Avec tout ce qui se passait depuis mars, c’était comme une poudrière qui n’attendait plus qu’une étincelle », dit-il.

Beaucoup de résidents de Bed-Stuy ne cachent pas leur peur.

« Mon ami est mort sur un parking il y a deux semaines. J’étais avec lui quelques minutes plus tôt, on a entendu du bruit, on s’est jeté par terre et il s’est couché sur moi pour me protéger. (…) Ensuite on s’est mis à courir (…) et il a pris une balle dans la tête », raconte Connie Moore, ex-agente de sécurité dans une école.

« Le quartier n’est sûr à aucun moment de la journée.
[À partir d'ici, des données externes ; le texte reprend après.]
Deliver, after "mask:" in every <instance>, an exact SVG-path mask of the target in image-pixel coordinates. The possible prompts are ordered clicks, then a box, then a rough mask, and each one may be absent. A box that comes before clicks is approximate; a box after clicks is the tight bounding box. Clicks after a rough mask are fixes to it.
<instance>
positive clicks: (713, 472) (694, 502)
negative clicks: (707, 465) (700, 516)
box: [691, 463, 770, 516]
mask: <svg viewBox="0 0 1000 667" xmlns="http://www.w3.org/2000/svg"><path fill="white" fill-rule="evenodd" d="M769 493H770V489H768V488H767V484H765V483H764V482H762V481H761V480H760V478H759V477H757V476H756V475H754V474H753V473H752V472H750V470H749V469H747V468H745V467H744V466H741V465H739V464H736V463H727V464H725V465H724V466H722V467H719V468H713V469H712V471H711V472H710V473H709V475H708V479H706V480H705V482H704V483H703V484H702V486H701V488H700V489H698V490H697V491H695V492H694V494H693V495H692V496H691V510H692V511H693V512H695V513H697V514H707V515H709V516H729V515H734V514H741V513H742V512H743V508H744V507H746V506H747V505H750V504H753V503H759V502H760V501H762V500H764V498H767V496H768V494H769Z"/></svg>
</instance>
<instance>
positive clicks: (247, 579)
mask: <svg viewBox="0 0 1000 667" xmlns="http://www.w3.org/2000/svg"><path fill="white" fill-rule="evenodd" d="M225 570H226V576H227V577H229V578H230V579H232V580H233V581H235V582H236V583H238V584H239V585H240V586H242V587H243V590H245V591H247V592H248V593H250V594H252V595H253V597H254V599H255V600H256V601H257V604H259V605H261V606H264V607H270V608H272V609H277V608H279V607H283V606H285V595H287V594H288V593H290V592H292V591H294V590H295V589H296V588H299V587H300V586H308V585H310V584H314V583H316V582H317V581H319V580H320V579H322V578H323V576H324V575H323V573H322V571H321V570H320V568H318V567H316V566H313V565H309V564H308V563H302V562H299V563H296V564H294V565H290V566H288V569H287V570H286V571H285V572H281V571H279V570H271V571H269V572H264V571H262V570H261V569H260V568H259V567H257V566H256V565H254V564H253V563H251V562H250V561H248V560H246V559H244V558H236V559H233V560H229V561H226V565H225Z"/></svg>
On ne sait jamais quand ils vont arriver et commencer à tirer », dit cette retraitée de 62 ans, montrant quelques rares enfants en train de jouer au basket dans le parc où est mort le petit Davell.

– « Baisse de moral » – 

Comme d’autres New-Yorkais, elle accuse la police de se venger des manifestations et des réductions budgétaires en fermant les yeux sur les violences.
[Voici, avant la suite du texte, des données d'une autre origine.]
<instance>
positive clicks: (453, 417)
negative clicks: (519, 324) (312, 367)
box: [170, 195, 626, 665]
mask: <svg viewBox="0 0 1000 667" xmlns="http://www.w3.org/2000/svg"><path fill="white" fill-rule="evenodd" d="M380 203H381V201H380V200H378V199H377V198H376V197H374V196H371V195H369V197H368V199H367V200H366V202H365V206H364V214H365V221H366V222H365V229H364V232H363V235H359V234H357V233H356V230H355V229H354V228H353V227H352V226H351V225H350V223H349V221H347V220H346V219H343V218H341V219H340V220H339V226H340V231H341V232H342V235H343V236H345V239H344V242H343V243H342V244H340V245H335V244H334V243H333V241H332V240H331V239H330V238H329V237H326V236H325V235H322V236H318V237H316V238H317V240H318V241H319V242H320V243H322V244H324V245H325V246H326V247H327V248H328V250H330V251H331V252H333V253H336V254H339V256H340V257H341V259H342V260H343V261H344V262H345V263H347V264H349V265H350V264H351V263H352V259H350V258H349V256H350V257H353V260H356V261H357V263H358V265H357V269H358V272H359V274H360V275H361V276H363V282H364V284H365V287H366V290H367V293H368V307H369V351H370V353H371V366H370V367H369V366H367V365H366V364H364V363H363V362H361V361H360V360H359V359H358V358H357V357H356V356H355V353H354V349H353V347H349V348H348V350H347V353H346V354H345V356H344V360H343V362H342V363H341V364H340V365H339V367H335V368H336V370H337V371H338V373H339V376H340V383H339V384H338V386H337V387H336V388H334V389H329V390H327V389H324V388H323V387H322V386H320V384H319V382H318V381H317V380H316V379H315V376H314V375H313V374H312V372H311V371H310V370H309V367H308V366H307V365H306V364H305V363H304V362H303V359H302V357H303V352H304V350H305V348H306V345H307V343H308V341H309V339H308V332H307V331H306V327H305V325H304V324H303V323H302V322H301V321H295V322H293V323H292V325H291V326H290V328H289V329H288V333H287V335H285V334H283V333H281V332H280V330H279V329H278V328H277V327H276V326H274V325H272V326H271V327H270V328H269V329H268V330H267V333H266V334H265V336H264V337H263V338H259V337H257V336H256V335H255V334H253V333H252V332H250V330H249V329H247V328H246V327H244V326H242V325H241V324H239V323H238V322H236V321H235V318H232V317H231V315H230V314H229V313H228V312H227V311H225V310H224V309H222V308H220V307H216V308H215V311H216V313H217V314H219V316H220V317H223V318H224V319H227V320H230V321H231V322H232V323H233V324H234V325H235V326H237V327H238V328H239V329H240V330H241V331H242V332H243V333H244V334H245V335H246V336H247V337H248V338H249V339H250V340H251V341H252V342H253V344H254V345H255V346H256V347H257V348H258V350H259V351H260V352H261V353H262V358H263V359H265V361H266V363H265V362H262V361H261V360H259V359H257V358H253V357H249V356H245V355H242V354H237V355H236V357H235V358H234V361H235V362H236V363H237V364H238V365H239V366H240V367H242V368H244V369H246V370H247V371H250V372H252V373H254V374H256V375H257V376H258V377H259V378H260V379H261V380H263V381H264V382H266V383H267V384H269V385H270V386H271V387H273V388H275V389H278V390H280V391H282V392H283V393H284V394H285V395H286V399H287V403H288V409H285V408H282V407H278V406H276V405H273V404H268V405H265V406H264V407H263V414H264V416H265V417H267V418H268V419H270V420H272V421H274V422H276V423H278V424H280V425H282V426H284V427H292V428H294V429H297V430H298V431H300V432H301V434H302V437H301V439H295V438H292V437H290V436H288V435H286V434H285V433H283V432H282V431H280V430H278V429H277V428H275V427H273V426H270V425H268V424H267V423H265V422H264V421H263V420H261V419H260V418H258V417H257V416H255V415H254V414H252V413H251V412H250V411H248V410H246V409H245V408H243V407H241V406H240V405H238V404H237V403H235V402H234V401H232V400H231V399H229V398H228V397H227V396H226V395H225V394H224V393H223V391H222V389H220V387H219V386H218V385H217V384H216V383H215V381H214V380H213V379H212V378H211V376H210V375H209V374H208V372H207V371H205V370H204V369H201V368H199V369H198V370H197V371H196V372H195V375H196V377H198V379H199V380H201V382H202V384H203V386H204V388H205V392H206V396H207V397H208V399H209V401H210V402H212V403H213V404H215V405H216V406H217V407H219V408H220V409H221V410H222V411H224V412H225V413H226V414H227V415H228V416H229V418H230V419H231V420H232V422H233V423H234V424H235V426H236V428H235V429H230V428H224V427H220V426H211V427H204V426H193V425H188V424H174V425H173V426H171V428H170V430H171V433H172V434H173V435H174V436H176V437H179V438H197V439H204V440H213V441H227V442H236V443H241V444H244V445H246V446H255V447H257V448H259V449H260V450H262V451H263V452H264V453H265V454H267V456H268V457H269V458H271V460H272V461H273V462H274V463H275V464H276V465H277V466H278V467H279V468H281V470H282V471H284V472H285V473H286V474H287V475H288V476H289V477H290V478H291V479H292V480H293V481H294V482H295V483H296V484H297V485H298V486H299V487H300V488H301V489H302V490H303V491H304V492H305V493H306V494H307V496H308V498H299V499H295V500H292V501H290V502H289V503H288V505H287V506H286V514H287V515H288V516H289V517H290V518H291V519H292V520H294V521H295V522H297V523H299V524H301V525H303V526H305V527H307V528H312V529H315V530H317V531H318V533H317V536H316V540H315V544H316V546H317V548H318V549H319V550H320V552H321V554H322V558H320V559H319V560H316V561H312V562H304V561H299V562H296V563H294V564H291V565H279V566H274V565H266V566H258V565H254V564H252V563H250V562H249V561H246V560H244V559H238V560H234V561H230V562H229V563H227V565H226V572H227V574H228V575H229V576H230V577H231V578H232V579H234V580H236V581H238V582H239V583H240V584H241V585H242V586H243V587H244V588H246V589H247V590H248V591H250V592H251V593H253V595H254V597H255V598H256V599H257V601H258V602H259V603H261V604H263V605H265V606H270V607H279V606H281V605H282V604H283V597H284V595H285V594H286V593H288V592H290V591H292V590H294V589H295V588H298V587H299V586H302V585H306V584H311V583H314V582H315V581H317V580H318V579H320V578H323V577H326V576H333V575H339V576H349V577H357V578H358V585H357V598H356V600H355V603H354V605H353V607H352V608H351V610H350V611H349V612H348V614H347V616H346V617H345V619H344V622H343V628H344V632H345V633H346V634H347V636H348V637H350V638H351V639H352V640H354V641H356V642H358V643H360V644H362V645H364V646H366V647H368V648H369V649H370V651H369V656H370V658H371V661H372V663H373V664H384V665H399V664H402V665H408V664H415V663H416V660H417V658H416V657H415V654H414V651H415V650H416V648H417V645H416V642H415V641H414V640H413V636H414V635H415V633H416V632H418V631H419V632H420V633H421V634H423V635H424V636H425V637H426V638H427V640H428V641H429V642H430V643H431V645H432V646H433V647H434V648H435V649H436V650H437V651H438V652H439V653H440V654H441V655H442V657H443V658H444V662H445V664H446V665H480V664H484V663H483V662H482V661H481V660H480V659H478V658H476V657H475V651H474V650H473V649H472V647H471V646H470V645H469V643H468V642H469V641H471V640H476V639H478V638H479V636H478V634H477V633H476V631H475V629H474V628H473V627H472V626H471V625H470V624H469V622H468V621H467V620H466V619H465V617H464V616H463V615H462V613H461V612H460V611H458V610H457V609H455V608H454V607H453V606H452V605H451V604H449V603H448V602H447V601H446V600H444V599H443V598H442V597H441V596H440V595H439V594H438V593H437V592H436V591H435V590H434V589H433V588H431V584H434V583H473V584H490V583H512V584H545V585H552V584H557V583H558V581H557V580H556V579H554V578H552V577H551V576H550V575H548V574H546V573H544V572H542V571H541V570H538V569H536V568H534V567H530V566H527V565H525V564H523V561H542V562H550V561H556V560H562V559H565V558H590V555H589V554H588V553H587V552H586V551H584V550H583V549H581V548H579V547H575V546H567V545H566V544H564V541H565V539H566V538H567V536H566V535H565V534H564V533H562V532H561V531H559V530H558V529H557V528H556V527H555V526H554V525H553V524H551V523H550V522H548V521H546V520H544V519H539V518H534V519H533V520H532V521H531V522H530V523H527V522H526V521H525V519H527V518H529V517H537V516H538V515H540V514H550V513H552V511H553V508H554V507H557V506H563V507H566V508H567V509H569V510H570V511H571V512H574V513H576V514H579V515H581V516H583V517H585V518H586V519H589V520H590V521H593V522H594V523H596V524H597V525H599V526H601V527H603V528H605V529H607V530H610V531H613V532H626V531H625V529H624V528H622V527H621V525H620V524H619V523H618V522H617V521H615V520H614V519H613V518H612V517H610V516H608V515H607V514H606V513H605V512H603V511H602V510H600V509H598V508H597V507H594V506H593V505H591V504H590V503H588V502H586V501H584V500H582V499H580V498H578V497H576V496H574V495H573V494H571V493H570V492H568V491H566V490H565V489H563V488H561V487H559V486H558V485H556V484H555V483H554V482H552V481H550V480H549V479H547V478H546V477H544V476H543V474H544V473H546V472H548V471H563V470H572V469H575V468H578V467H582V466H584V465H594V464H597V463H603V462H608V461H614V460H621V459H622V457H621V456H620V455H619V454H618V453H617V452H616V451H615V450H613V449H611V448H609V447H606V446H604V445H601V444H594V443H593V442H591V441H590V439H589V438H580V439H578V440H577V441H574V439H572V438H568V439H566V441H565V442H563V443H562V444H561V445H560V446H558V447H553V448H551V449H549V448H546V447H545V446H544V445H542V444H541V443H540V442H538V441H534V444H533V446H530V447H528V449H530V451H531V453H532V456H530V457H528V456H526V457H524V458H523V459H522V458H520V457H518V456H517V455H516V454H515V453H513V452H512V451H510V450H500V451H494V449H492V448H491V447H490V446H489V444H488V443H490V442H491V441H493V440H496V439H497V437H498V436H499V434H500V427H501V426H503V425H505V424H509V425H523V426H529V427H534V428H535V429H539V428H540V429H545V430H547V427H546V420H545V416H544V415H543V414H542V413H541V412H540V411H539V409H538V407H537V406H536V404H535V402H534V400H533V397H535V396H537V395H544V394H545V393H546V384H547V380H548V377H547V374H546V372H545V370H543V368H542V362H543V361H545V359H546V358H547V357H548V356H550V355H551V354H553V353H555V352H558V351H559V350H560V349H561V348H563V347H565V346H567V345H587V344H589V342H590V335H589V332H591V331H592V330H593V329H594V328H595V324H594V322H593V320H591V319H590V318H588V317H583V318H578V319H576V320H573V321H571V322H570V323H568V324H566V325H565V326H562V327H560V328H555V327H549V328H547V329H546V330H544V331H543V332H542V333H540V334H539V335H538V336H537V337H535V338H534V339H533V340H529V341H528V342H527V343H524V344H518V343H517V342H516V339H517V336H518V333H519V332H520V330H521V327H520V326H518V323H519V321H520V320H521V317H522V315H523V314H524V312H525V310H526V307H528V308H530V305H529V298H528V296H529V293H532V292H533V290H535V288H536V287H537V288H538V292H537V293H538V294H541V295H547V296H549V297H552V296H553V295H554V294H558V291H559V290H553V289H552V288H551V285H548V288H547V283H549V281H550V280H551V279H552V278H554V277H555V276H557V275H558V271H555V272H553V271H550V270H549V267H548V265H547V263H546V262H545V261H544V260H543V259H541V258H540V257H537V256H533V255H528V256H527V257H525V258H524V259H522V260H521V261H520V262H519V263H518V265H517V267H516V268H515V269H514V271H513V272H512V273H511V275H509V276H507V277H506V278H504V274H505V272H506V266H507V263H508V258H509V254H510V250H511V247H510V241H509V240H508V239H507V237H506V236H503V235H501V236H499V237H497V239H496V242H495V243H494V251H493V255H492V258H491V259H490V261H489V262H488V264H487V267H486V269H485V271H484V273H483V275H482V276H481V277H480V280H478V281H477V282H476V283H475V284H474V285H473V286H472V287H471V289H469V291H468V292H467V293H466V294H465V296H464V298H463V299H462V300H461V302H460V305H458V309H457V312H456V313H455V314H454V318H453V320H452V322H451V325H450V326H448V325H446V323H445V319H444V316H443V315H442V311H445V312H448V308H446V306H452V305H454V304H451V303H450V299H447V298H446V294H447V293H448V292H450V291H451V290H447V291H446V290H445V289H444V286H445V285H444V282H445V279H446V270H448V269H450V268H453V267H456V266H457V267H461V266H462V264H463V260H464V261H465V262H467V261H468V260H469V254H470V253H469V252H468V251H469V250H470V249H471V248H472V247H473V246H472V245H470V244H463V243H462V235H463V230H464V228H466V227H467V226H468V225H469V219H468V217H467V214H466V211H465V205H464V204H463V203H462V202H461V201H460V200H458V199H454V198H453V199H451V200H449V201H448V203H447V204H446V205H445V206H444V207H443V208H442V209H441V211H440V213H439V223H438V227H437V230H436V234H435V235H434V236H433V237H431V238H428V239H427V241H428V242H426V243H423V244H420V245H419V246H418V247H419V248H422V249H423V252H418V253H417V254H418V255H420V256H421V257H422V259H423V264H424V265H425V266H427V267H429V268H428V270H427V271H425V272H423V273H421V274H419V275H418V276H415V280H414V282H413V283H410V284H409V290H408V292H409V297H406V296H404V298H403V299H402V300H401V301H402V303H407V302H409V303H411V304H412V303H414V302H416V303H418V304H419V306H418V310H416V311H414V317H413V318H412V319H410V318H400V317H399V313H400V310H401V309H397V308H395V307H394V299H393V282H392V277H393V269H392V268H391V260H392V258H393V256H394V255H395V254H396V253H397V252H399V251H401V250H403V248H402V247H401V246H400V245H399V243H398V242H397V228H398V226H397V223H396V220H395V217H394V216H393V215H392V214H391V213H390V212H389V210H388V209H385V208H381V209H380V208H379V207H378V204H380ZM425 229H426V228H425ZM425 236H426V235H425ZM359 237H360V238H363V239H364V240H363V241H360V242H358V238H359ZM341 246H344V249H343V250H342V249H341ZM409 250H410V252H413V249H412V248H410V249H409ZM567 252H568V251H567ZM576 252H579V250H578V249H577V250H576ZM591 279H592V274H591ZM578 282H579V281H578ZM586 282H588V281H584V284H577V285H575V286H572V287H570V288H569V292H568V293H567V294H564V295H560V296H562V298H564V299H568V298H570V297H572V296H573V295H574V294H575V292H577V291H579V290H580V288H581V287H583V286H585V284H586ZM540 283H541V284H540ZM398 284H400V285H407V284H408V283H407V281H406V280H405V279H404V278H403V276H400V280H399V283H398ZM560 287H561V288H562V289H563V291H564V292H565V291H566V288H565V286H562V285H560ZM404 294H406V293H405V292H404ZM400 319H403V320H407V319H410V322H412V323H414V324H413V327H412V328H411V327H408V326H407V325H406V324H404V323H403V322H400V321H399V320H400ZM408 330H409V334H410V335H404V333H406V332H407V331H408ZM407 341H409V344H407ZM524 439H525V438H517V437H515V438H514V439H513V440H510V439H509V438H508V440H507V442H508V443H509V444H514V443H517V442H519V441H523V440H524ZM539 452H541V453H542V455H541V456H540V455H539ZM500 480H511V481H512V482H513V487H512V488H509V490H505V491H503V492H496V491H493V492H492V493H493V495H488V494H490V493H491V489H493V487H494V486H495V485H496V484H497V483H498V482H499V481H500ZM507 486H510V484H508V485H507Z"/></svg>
« La police ne fait rien, on vit dans l’anarchie », dit-elle.

Pour Christopher Herrmann, ex-analyste pour la police new-yorkaise devenu enseignant à l’institut de criminologie John Jay, les mobilisations contre les violences policières ont clairement sapé le moral des quelque 36.000 policiers de New York, ce qui s’est confirmé par un nombre record de départs en retraite depuis juin. 

Comme dans n’importe quel travail, un moral en baisse affecte la performance », dit-il.

La famille du petit Davell continue néanmoins à faire confiance à la police, qu’elle espère voir revenir en force dans le quartier.

« La mairie doit remettre des policiers dans les rues, et rétablir l’unité anti-criminalité », dit sa grand-mère, Samantha Gardner. 

« En tant que communauté afro-américaine, nous devons freiner toute cette violence (…) On ne peut pas manifester pour Black Lives Matter si on continue à s’entretuer entre Noirs ».